Le Temple Abandonné
Il faisait chaud ce jour-là sur la petite île volcanique de Niméo alors que le soleil commençait à amorcer son déclin. Tandis qu'elle montait le sentier rocailleux, Altéria pouvait sentir de grosses gouttes de sueur se former sur son front. Il n'y avait pas de doute, l'été était bien arrivé et le chemin jusqu'à Saisio serait éprouvant. Mais pour l'instant le souci de la jeune femme était de parvenir jusqu'au temple sans y laisser une jambe. Le sentier abandonné était suffisamment traître pour ne pas devoir en plus avoir à passer par les zones d'ombre pour esquiver les rayons du soleil.
La jeune femme n'aurait su dire combien de fois elle avait emprunté ce chemin depuis qu'elle savait marcher et pourtant il lui semblait toujours aussi ardu à arpenter. Peu de monde à part elle s'aventurait sur ce sentier, bien que chacun sût où il menait. En réalité une seule autre personne le fréquentait, son grand-père, le gardien Werem. Lentement, Altéria sentit le chemin monter en pente de plus en plus raide et vit la végétation se transformer à mesure que le sol qui la nourrissait devenait plus chaud et plus volcanique.
Autrefois, le volcan de Niméo suscitait crainte et fascination. Nul n'avait jamais su si la Déesse avait voulu punir les ancêtres des Niméens en leur envoyant ce monstre de feu aussi imprévisible que destructeur ou leur offrir une terre unique que chaque éruption enrichissait au fil des siècles. Dans le doute, on avait installé sur le flanc de la montagne, dans une grotte creusée par la main de l'Homme, un petit temple dans lequel trônait une statue censée représenter les deux personnalités de la montagne de feu. Jadis les habitants de l'île venaient là faire des offrandes afin que le géant endormi épargne les villages lors de son réveil et renouvelle les terres fatiguées par la culture.

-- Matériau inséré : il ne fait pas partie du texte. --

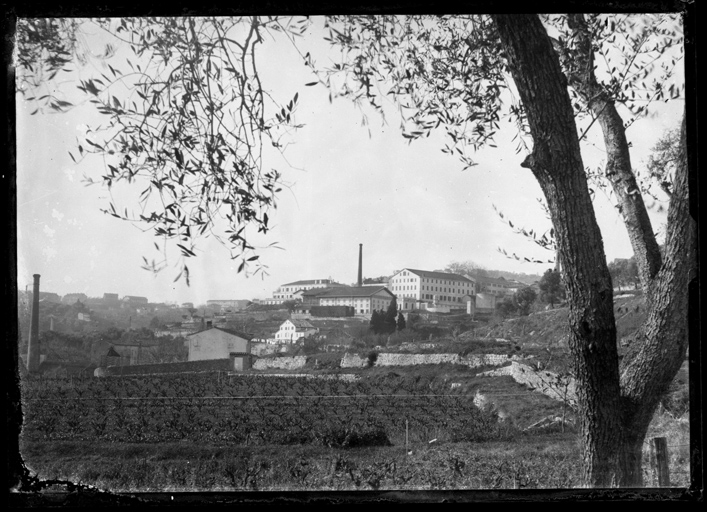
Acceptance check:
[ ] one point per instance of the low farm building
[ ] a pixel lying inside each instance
(219, 343)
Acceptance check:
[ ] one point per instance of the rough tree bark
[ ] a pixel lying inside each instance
(579, 68)
(614, 407)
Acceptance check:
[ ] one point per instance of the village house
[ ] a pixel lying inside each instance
(219, 343)
(72, 298)
(132, 300)
(294, 330)
(131, 352)
(228, 305)
(420, 289)
(364, 299)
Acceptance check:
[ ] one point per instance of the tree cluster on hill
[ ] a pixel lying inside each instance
(389, 321)
(552, 290)
(624, 272)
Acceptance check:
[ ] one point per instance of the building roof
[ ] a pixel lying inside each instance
(316, 292)
(498, 280)
(356, 291)
(138, 342)
(311, 281)
(229, 331)
(438, 275)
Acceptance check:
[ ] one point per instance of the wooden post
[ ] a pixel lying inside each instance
(406, 437)
(660, 447)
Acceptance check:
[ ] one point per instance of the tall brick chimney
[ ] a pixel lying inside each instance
(33, 344)
(360, 265)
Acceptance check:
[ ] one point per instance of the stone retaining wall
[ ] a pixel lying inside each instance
(396, 359)
(543, 381)
(208, 365)
(280, 363)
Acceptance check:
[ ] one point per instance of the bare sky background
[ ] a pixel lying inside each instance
(410, 205)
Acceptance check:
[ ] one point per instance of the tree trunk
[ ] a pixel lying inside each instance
(557, 164)
(579, 67)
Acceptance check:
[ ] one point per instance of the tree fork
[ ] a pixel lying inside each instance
(557, 164)
(580, 76)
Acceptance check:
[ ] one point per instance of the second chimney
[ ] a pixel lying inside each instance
(33, 344)
(360, 265)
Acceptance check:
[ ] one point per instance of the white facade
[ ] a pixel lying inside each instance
(425, 288)
(216, 343)
(364, 300)
(293, 330)
(287, 291)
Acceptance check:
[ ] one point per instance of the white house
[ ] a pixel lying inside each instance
(287, 291)
(217, 343)
(293, 330)
(497, 285)
(364, 299)
(424, 287)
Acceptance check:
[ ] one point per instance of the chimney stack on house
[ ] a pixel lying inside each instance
(360, 265)
(33, 344)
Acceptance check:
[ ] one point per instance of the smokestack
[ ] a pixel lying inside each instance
(33, 345)
(360, 265)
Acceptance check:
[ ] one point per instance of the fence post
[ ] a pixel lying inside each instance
(406, 437)
(660, 446)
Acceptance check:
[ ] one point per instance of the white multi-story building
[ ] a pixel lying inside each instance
(423, 287)
(498, 285)
(286, 291)
(364, 299)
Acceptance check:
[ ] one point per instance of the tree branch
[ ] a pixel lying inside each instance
(579, 68)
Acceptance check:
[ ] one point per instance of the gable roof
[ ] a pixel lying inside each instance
(438, 275)
(356, 291)
(301, 324)
(497, 280)
(310, 281)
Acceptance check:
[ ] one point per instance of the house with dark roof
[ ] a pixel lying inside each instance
(420, 289)
(364, 299)
(218, 343)
(294, 330)
(137, 350)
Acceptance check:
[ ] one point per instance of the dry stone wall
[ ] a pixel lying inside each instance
(207, 365)
(280, 363)
(543, 381)
(395, 359)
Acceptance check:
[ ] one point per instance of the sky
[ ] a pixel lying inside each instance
(410, 205)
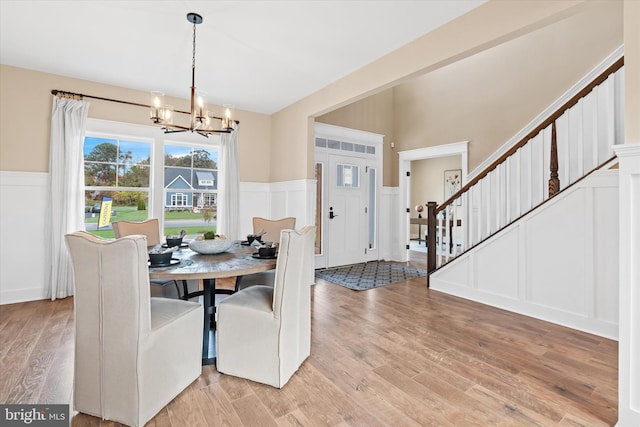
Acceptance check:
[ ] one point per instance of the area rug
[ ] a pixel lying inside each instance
(369, 275)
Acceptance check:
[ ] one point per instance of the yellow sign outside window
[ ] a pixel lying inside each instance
(105, 212)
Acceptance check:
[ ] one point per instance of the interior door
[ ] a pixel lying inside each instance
(345, 212)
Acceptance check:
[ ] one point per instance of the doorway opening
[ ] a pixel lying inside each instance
(405, 181)
(348, 165)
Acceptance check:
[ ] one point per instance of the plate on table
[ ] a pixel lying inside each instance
(173, 261)
(257, 256)
(183, 245)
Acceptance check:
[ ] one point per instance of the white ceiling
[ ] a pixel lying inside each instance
(257, 55)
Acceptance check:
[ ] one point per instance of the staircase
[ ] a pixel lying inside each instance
(536, 231)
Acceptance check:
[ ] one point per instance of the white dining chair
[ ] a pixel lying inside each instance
(271, 229)
(151, 229)
(133, 353)
(264, 333)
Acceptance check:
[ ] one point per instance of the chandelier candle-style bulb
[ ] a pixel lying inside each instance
(157, 100)
(201, 107)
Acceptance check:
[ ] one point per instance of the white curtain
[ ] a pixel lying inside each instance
(66, 189)
(229, 187)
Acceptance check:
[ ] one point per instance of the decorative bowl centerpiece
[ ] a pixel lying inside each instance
(210, 243)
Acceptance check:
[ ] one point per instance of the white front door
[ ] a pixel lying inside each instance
(346, 212)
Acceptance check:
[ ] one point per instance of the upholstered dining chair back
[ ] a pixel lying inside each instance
(149, 228)
(272, 227)
(264, 333)
(133, 353)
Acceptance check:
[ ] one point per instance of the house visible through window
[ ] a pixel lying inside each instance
(149, 175)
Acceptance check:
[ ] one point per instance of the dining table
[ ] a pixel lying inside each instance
(187, 264)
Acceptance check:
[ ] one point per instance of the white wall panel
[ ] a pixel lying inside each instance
(24, 267)
(606, 270)
(554, 237)
(485, 266)
(558, 264)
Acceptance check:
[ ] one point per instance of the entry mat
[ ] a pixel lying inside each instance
(369, 275)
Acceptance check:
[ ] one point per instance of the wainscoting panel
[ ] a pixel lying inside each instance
(486, 278)
(390, 225)
(558, 264)
(24, 266)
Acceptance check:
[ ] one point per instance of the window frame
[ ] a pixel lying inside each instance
(158, 139)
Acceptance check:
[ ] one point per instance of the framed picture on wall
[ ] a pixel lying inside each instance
(453, 184)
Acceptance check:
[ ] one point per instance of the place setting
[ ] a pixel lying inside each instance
(266, 251)
(176, 241)
(163, 257)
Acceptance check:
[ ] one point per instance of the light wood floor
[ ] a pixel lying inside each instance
(400, 355)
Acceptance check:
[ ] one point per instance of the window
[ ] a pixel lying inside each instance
(149, 174)
(119, 169)
(347, 176)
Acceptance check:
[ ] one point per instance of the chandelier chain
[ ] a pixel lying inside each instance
(193, 60)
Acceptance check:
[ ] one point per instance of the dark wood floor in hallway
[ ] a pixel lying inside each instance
(399, 355)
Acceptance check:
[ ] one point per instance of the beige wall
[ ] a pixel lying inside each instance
(372, 114)
(482, 98)
(489, 25)
(279, 148)
(25, 116)
(488, 97)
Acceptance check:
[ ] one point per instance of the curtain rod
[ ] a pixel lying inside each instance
(64, 93)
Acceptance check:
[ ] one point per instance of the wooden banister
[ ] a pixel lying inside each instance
(551, 119)
(554, 181)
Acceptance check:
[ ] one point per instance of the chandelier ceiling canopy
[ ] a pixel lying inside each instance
(200, 118)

Avec le temps, le volcan s'était apaisé, peut-être pour toujours, et les prêtres de la Déesse avaient établi les nouvelles règles du culte. Le temple avait alors été laissé à l'abandon. Werem en était un jour devenu le gardien par défaut et c'était là le refuge d'Altéria. Le lieu où elle pouvait venir partager ses joies et ses peines avec la divinité qui le protégeait. Car son grand-père lui avait un jour appris que la Déesse n'avait pas besoin de la présence de ses prêtres pour entendre les prières. Aussi ne mettait-elle que très rarement les pieds au grand temple de Saisio, la foi des prêtres résonnant aussi faux dans leurs sermons que leur statue de la Déesse paraissait inerte et sans âme.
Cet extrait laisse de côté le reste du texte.